Consider that the lifestyle and cultural identity we each feel belongs to us has been perpetuated by very basic, consumer-driven media, be it on cave walls or newsreel--a media that is not manipulative because it is evil, but manipulative just by the nature of its platform- a house for the insatiable hunger for humans to appear purposeful, identified, something more than a wandering form of life with a very short expiration date in the scheme of all time.  Media, which benefits solely by subscribers, retains our attention by luring us to think we discovered a style fist, that we created a dance move, or a way to speak shared only by those who are our closest allies or neighbors.  Consider that the language I am writing in has been formulated by media minds along the timeline of all human existence, limiting the essence of my expression to live within the frame of a timeline of popular consensus, defining what is what, directing my rhetorical possibility to the point that in one mere slip of a phrase my language could go from formal to slang.

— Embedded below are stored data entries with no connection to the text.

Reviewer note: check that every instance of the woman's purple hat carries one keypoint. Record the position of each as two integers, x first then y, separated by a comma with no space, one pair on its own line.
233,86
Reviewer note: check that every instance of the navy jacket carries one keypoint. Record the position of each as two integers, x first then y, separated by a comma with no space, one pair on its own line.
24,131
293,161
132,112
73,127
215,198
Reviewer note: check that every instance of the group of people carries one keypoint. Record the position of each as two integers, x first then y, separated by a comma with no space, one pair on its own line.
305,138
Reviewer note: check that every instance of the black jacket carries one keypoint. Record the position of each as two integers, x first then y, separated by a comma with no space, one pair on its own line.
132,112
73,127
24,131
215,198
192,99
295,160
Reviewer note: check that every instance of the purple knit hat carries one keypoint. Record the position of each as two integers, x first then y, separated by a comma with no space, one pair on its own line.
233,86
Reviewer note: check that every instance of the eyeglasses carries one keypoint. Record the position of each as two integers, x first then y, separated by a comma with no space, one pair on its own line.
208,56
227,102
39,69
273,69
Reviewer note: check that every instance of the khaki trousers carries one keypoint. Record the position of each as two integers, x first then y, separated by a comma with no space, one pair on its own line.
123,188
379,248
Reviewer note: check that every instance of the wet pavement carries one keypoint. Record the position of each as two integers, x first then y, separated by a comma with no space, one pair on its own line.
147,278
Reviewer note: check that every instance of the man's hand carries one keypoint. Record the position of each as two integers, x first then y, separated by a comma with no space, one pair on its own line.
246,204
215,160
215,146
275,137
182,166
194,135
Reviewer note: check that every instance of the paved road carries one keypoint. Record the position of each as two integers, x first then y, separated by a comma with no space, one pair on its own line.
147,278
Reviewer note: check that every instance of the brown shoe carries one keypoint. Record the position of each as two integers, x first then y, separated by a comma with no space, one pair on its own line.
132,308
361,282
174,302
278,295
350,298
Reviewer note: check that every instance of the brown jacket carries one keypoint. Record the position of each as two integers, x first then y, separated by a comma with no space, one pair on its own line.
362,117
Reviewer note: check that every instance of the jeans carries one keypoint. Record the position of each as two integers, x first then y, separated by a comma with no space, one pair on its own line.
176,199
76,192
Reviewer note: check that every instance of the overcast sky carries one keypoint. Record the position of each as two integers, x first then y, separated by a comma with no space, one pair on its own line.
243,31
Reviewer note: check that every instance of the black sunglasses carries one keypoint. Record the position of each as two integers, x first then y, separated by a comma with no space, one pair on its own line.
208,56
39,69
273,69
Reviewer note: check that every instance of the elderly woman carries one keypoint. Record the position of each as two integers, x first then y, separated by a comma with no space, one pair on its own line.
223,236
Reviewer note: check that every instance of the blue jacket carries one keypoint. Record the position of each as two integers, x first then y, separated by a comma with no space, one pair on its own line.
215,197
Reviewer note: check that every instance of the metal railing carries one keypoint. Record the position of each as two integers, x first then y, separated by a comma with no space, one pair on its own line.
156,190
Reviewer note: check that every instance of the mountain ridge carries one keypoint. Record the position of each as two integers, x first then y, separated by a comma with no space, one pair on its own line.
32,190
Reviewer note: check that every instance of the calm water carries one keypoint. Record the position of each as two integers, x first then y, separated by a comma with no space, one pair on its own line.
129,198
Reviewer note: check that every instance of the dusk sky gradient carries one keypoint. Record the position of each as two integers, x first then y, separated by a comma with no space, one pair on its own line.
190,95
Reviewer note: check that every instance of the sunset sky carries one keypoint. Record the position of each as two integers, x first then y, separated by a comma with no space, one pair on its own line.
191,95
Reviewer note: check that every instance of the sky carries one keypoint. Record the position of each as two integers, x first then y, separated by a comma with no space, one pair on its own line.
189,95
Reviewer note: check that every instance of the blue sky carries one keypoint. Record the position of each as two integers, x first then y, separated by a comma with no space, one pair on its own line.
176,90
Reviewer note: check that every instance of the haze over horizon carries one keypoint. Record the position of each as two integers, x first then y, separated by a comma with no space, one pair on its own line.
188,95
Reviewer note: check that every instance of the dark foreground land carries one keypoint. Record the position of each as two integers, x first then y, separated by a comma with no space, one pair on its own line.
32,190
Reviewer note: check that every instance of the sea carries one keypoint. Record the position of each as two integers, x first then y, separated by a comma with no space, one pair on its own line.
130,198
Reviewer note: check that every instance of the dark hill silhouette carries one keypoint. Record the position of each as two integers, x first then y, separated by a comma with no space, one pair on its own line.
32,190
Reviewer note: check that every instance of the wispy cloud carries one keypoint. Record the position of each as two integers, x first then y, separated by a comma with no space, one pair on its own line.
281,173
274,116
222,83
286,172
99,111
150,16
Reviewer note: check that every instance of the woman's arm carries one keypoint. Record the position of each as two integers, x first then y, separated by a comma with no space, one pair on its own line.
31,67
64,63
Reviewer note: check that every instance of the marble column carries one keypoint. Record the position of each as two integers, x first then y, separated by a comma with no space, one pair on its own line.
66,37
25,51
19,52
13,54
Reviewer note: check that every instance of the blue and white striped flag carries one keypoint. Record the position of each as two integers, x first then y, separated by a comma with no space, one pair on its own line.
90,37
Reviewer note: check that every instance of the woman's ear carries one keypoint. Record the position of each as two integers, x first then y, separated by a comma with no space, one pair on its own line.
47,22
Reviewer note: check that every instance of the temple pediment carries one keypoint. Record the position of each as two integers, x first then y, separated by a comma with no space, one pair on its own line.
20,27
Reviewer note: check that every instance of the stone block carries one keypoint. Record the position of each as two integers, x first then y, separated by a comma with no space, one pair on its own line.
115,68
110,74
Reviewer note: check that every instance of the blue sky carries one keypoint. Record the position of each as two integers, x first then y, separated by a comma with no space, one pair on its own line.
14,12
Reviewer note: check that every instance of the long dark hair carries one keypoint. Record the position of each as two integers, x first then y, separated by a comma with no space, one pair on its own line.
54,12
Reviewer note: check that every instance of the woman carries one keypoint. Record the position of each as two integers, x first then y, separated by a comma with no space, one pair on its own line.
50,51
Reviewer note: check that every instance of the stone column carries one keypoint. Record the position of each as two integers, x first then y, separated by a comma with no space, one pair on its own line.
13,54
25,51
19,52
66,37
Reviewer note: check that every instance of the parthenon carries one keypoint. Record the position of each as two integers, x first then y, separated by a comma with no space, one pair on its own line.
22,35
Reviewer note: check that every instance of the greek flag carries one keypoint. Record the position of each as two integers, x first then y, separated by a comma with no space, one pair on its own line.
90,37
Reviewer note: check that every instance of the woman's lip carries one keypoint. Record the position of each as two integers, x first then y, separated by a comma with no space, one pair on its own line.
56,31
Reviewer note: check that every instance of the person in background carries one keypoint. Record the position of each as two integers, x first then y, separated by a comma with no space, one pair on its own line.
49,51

In this same way my language can slip from the twang or jive of one demographic to another, from one accent to another, and speaking so I would have to be most careful to not steal from another's cultural idiom and simultaneously tread with the utmost awareness to not insult through whatever is deemed today (or better yet tomorrow) as politically correct.  
When we are in our first years, typically we have no inhibition to meet others eye-to-eye, we have not yet dialed in to the complexity language, to the separation of self versus other, to the need to prove we are alive in any way beyond simply living.  As the stories of "who we are" pile on to us, we begin to name what we are in comparison to what another person is.  Could it be that we are each a living caricaturization of the heritage that the greatest media schemer(time) has, in its own economic/developmental interest, given to us as a costume,  adorning us in a prison we illusively operate like gerbil wheels, defending, protecting, killing for and crying over as a way to bide time through the passages of life.   One theme remains the same in all people from every culture; each needs to feel worthy, respected and oriented to some place or thing, each -if wise enough to figure out how to simply unzip time's outfitting and defining, has the entry key to an expansive inward and outward universe of self.  It's valid to consider that instead of putting our energy into ending hatred, we can put our energy into fueling passions, building platforms and flexible systems which can mirror our strengths and show us how to build our own tools by fostering lessons of ambition, compassion and conscientious care.  In this way, humanity could globally step into its purpose, not to possess and protect, but to bravely know thy infinite self, a bundle of light and life reflecting into many parts and returning to oneness, in many motions.